ICYMI: Jain Edwards on Spitting Image
Staple of the Manchester comedy scene, Jain Edwards watches political Punch and Judy, Spitting Image
There’s been a lot of talk recently about the new series of Spitting Image: a writers list that boasts of some of the biggest names in comedy but can’t find the joke. I’m a comedian who sees themselves, somewhat delusionally, as a kind of satirist, so I’ve been told for years to check out the original series. Prompted by the remake, I decided to take a look.

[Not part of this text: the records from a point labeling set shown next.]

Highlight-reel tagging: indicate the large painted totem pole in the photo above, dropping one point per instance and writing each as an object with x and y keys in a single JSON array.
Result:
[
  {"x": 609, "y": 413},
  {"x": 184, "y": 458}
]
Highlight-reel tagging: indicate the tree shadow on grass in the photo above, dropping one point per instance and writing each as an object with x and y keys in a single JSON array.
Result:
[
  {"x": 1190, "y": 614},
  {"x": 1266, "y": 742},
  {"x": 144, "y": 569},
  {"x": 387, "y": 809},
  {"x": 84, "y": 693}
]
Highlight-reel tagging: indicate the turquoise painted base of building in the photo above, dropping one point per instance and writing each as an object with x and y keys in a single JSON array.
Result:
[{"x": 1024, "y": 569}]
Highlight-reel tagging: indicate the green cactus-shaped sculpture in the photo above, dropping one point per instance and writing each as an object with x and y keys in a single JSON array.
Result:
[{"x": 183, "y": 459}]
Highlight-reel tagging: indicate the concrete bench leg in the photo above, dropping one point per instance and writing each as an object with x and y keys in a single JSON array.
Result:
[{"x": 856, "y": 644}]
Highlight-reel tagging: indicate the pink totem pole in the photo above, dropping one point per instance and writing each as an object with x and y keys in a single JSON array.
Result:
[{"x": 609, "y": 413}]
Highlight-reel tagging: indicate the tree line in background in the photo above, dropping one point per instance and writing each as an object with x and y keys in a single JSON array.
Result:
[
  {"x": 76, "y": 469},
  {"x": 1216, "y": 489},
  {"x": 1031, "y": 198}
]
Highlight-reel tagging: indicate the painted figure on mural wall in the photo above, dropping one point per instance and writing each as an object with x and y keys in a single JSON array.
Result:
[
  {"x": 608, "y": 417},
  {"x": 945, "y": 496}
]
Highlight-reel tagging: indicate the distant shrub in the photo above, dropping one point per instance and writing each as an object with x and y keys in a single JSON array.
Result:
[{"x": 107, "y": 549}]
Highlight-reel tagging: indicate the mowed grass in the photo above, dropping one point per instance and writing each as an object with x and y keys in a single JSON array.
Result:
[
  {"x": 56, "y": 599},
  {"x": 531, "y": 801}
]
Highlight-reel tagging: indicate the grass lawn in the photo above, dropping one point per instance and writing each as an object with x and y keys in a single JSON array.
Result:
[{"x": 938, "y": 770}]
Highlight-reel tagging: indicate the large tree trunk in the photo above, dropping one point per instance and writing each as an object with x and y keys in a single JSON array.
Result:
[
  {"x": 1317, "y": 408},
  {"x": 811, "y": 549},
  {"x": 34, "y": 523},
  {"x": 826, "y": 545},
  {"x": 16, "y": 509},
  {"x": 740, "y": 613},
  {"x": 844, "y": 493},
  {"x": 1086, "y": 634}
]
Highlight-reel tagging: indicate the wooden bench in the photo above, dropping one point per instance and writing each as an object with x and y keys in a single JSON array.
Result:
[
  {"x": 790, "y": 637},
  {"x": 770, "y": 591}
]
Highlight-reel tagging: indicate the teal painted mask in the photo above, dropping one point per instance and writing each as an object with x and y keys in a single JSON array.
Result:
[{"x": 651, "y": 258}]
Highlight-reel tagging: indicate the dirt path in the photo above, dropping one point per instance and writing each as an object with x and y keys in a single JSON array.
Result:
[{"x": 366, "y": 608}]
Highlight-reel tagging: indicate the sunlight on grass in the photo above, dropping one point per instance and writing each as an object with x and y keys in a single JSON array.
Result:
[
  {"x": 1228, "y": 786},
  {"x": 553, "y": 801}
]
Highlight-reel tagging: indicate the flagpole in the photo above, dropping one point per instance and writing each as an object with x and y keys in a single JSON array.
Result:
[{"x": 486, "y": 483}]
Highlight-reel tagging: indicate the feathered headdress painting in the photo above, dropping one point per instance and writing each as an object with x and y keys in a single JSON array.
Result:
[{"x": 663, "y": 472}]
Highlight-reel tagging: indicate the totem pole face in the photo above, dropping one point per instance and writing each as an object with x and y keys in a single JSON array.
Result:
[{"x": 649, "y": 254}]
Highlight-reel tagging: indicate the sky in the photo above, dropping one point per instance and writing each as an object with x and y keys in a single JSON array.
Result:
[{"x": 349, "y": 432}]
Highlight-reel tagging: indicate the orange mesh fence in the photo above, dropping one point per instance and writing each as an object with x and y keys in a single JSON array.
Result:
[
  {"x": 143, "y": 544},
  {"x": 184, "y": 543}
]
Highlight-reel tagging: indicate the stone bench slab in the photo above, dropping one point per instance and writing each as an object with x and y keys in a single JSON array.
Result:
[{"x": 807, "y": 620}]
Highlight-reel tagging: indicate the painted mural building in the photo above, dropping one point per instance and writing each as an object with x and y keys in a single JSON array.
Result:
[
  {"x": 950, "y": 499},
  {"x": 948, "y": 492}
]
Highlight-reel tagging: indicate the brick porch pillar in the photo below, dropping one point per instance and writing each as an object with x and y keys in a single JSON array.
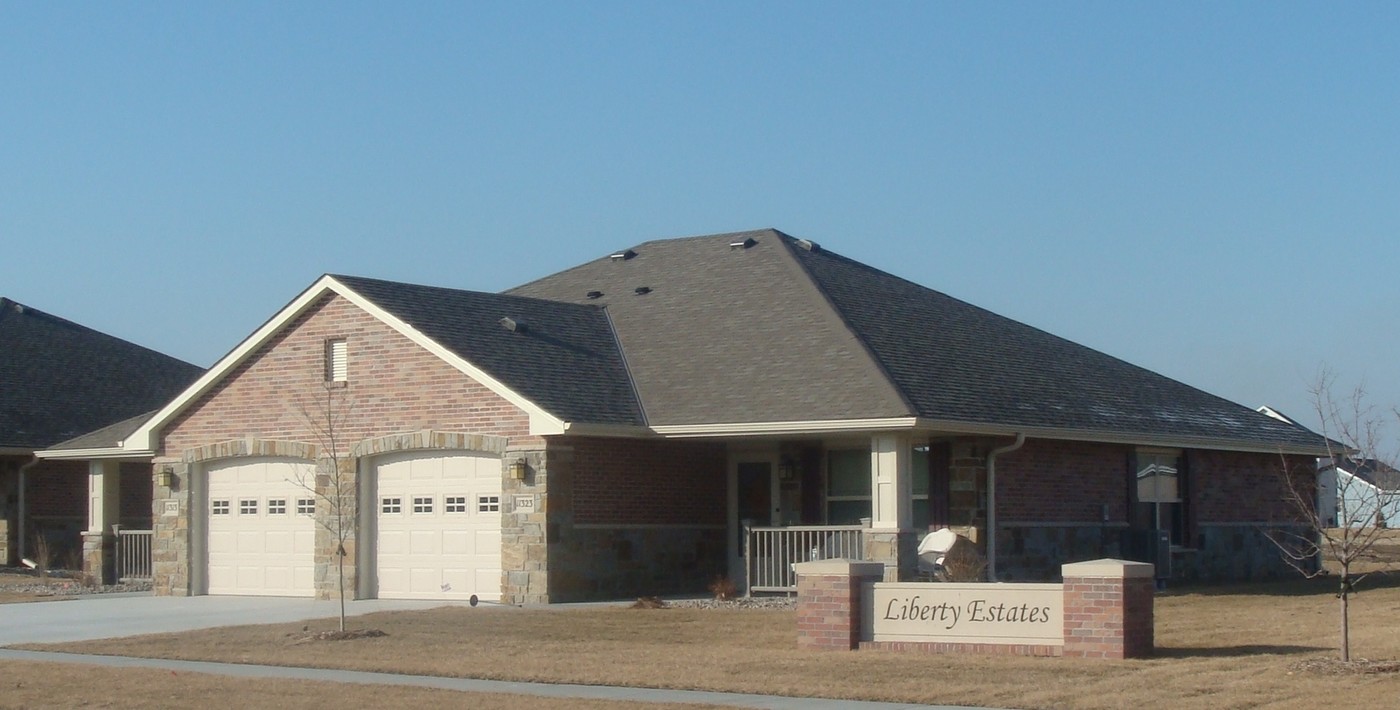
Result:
[
  {"x": 1108, "y": 609},
  {"x": 829, "y": 601}
]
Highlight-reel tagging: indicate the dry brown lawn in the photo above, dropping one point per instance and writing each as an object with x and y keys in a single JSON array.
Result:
[
  {"x": 1217, "y": 647},
  {"x": 52, "y": 685}
]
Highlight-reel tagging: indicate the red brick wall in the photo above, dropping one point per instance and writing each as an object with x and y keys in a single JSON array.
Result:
[
  {"x": 56, "y": 488},
  {"x": 1061, "y": 482},
  {"x": 1243, "y": 488},
  {"x": 394, "y": 385},
  {"x": 630, "y": 482}
]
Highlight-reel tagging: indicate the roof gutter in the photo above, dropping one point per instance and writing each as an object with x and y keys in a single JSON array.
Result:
[{"x": 991, "y": 502}]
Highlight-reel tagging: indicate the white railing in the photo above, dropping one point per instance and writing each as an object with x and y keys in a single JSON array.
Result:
[
  {"x": 133, "y": 555},
  {"x": 769, "y": 553}
]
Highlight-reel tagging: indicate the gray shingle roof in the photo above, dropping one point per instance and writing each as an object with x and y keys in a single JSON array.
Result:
[
  {"x": 777, "y": 332},
  {"x": 59, "y": 380},
  {"x": 727, "y": 333},
  {"x": 566, "y": 359},
  {"x": 961, "y": 363}
]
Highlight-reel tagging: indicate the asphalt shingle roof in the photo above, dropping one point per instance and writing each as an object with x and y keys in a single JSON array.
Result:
[
  {"x": 566, "y": 360},
  {"x": 727, "y": 333},
  {"x": 59, "y": 380},
  {"x": 777, "y": 332}
]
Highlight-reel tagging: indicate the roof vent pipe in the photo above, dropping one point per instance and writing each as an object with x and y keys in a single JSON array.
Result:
[{"x": 991, "y": 502}]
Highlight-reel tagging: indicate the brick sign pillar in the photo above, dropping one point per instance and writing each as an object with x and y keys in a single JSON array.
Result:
[
  {"x": 1108, "y": 609},
  {"x": 829, "y": 601}
]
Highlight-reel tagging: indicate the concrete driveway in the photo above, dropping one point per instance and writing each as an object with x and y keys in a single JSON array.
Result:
[{"x": 107, "y": 616}]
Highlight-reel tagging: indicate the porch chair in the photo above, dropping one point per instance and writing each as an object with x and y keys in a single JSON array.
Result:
[{"x": 933, "y": 551}]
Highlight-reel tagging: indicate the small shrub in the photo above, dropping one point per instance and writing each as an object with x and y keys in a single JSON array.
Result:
[{"x": 724, "y": 588}]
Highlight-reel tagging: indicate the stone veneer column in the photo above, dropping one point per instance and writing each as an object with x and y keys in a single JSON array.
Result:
[
  {"x": 829, "y": 601},
  {"x": 170, "y": 524},
  {"x": 525, "y": 524},
  {"x": 1108, "y": 609}
]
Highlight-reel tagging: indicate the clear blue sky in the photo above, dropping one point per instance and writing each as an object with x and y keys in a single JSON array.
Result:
[{"x": 1207, "y": 189}]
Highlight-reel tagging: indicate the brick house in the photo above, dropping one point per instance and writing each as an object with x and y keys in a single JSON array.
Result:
[
  {"x": 59, "y": 380},
  {"x": 630, "y": 426}
]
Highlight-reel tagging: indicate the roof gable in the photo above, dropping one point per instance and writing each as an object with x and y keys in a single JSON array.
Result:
[
  {"x": 59, "y": 378},
  {"x": 569, "y": 360}
]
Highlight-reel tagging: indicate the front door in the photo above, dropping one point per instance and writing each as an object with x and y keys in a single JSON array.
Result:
[{"x": 756, "y": 504}]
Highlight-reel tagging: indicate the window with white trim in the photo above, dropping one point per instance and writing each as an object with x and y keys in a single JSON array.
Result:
[
  {"x": 338, "y": 360},
  {"x": 847, "y": 486}
]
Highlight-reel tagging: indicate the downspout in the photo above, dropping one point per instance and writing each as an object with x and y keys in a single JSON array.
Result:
[
  {"x": 21, "y": 530},
  {"x": 991, "y": 502}
]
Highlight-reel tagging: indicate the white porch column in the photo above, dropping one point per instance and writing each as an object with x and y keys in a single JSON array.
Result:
[
  {"x": 891, "y": 483},
  {"x": 104, "y": 496}
]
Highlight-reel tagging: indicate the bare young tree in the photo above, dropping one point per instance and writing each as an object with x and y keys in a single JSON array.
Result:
[
  {"x": 1340, "y": 511},
  {"x": 328, "y": 413}
]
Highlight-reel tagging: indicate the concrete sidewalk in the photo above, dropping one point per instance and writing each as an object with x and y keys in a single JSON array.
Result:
[
  {"x": 115, "y": 615},
  {"x": 557, "y": 691}
]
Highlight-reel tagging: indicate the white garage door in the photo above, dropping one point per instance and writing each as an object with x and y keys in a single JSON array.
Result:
[
  {"x": 438, "y": 527},
  {"x": 261, "y": 528}
]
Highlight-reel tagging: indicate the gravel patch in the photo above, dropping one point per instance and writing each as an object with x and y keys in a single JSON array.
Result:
[
  {"x": 741, "y": 602},
  {"x": 60, "y": 583}
]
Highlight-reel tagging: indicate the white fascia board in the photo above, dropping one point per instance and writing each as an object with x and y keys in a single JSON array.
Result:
[
  {"x": 759, "y": 429},
  {"x": 606, "y": 430},
  {"x": 1117, "y": 437},
  {"x": 93, "y": 454},
  {"x": 541, "y": 422},
  {"x": 144, "y": 439}
]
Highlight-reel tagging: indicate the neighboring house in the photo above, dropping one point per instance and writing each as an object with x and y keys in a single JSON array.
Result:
[
  {"x": 1358, "y": 493},
  {"x": 59, "y": 380},
  {"x": 609, "y": 432}
]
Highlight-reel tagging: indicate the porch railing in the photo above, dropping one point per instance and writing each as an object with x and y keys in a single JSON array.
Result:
[
  {"x": 133, "y": 555},
  {"x": 769, "y": 553}
]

First an admission. Through my parents' lack of initiative and my own bone idleness, I confess I was not born when the first series of Spitting Image was released. And even by the time the last episode aired in 1996, when I was eight, I was still woefully uninformed on politics. So while these days I can point out a politician as obscure as Ed Davey, back then I wasn’t so savvy. Admittedly this makes the show a little tricky to understand. To overcome this challenge, I simply pretended I knew who each puppet represented using my most trusted skill – lying to myself.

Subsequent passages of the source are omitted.